Ancient Near East, Luristan or other part of northern Iran, ca. 10th to 9th century BCE. A magnificent, enormous bronze sword of the "double ear" pommel style, made using the lost wax casting technique by highly trained urban artisans for an elite member of a nomadic horse-riding clan. The blade was cast first, and then the handle was cast onto it - scans of similar swords have revealed tangs inside the handles. Comes with custom stand. Size: 4.75" W x 35.25" H (12.1 cm x 89.5 cm); height on stand: 36.75" (93.3 cm).
This well-balanced weapon has a slender, square hilt, with raised decorative elements on each of the four sides joining to a pommel that divides into two finely decorated semi-circular "ears" at right angles to the blade. A rectangular guard carefully designed with crescent-shaped horns extends down to firmly grip the upper end of the prominent midrib that tapers regularly with almost straight cutting edges to a point.
The "double ear" style of sword - with both bronze and iron blades - has been excavated from graves in southern Azerbaijan, the Talish and Dailaman regions of northwest Iran, and the urban sites of Geoy Tepe and Hasanlu, also in northwestern Iran. Another, with both bronze pommel and blade, was pulled from the Caspian Sea, where it may have been thrown as an offering.
It seems that swords like this example were not just made to be used in battle, but instead to show status or as votive weapons. There is a strong tradition in the ancient Near East of swords and other weapons being associated with the gods.

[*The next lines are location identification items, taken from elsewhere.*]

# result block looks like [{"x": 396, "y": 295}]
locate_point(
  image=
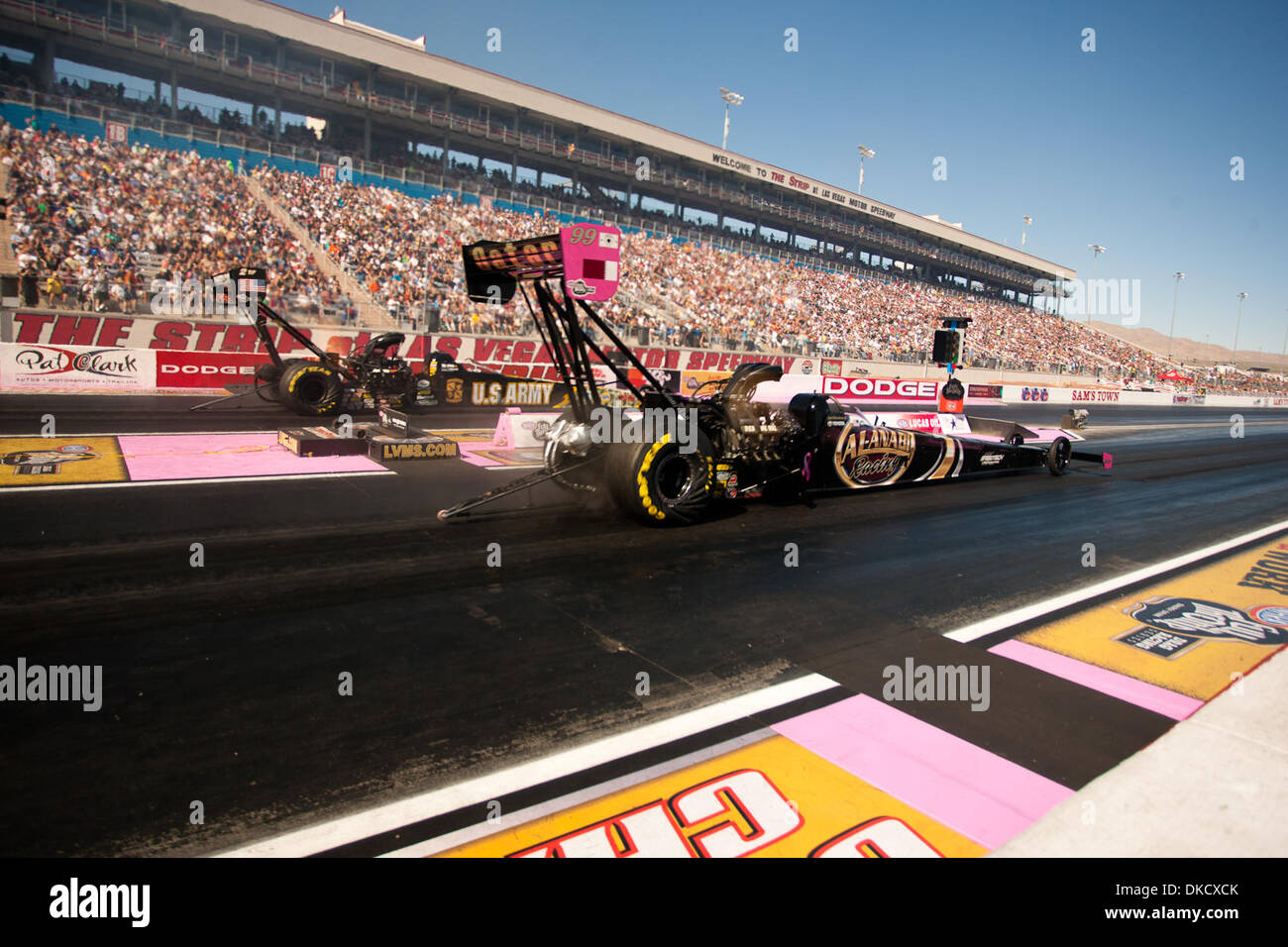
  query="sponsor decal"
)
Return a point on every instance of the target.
[
  {"x": 206, "y": 368},
  {"x": 881, "y": 389},
  {"x": 923, "y": 421},
  {"x": 540, "y": 429},
  {"x": 510, "y": 393},
  {"x": 1270, "y": 615},
  {"x": 1081, "y": 394},
  {"x": 30, "y": 463},
  {"x": 417, "y": 450},
  {"x": 872, "y": 457},
  {"x": 1172, "y": 625},
  {"x": 1270, "y": 571}
]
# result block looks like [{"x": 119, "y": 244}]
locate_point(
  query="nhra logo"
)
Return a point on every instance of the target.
[
  {"x": 1201, "y": 618},
  {"x": 51, "y": 361}
]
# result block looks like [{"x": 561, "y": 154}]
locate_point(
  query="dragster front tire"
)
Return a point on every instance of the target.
[
  {"x": 658, "y": 483},
  {"x": 1059, "y": 455},
  {"x": 312, "y": 389},
  {"x": 268, "y": 381}
]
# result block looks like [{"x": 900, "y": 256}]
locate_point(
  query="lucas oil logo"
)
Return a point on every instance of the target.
[
  {"x": 1172, "y": 625},
  {"x": 871, "y": 457}
]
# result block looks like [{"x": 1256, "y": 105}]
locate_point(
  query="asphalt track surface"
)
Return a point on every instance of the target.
[{"x": 220, "y": 684}]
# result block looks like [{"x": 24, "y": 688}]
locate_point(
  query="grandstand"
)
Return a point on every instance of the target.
[{"x": 114, "y": 197}]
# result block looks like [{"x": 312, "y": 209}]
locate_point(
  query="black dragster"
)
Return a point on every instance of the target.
[{"x": 750, "y": 437}]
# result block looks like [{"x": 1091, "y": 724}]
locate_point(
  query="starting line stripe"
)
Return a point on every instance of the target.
[
  {"x": 1018, "y": 616},
  {"x": 478, "y": 791}
]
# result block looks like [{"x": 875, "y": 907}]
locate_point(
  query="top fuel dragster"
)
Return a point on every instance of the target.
[
  {"x": 750, "y": 437},
  {"x": 374, "y": 376}
]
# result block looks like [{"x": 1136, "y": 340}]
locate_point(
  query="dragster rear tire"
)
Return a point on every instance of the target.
[
  {"x": 1059, "y": 455},
  {"x": 658, "y": 483},
  {"x": 312, "y": 389}
]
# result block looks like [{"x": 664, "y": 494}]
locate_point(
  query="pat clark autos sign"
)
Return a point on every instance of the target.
[{"x": 76, "y": 367}]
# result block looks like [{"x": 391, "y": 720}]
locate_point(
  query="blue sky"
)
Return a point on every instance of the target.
[{"x": 1128, "y": 146}]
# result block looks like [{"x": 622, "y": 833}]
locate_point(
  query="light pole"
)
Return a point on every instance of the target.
[
  {"x": 1172, "y": 333},
  {"x": 864, "y": 151},
  {"x": 1234, "y": 355},
  {"x": 1283, "y": 356},
  {"x": 1095, "y": 256},
  {"x": 730, "y": 98}
]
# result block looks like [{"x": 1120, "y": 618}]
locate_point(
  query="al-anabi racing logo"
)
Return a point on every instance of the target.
[
  {"x": 1172, "y": 625},
  {"x": 47, "y": 462},
  {"x": 872, "y": 457},
  {"x": 43, "y": 360}
]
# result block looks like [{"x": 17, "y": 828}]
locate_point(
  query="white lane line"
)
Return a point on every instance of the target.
[
  {"x": 978, "y": 629},
  {"x": 197, "y": 479},
  {"x": 140, "y": 433},
  {"x": 520, "y": 817},
  {"x": 483, "y": 789}
]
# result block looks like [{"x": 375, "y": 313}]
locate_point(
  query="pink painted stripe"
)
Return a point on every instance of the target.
[
  {"x": 193, "y": 457},
  {"x": 1138, "y": 692},
  {"x": 970, "y": 789}
]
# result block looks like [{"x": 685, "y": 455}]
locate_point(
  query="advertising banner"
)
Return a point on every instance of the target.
[{"x": 76, "y": 368}]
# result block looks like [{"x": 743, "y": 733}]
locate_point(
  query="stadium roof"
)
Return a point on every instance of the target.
[{"x": 394, "y": 55}]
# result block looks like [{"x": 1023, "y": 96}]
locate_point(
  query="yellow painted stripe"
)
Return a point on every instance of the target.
[
  {"x": 769, "y": 799},
  {"x": 104, "y": 463},
  {"x": 1201, "y": 671}
]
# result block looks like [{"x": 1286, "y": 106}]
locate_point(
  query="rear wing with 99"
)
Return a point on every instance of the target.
[{"x": 585, "y": 257}]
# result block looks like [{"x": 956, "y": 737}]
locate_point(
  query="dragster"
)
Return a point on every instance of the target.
[
  {"x": 370, "y": 379},
  {"x": 741, "y": 441}
]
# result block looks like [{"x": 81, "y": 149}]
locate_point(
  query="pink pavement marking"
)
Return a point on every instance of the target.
[
  {"x": 192, "y": 457},
  {"x": 970, "y": 789},
  {"x": 1142, "y": 694}
]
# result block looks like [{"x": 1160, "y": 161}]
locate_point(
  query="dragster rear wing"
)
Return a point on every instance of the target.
[{"x": 584, "y": 256}]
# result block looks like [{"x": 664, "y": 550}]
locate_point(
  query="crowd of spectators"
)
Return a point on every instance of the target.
[
  {"x": 107, "y": 227},
  {"x": 103, "y": 227}
]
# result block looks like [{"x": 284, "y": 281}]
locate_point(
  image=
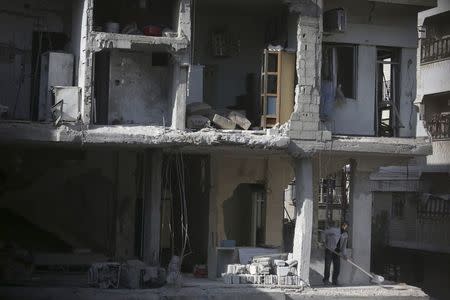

For example, there is a rock carving dating to ca. 1300 BCE from this region that shows a scene of the gods of the Underworld, including one who is holding a sword similar to this one. Similarly, a golden bowl excavated at Hasanlu (northwestern Iran) shows three swords of similar form to this one that are associated with three deities from the Hittite pantheon. Whatever its original function, this would have been a spectacular weapon to behold, with a deep, shining surface when polished. Whoever commissioned this sword must have been an elite individual of high status, perhaps seeking to honor the gods by handling such a weapon.
The British Museum holds an example of the "double ear" style that is slightly smaller than this one (ME 124630).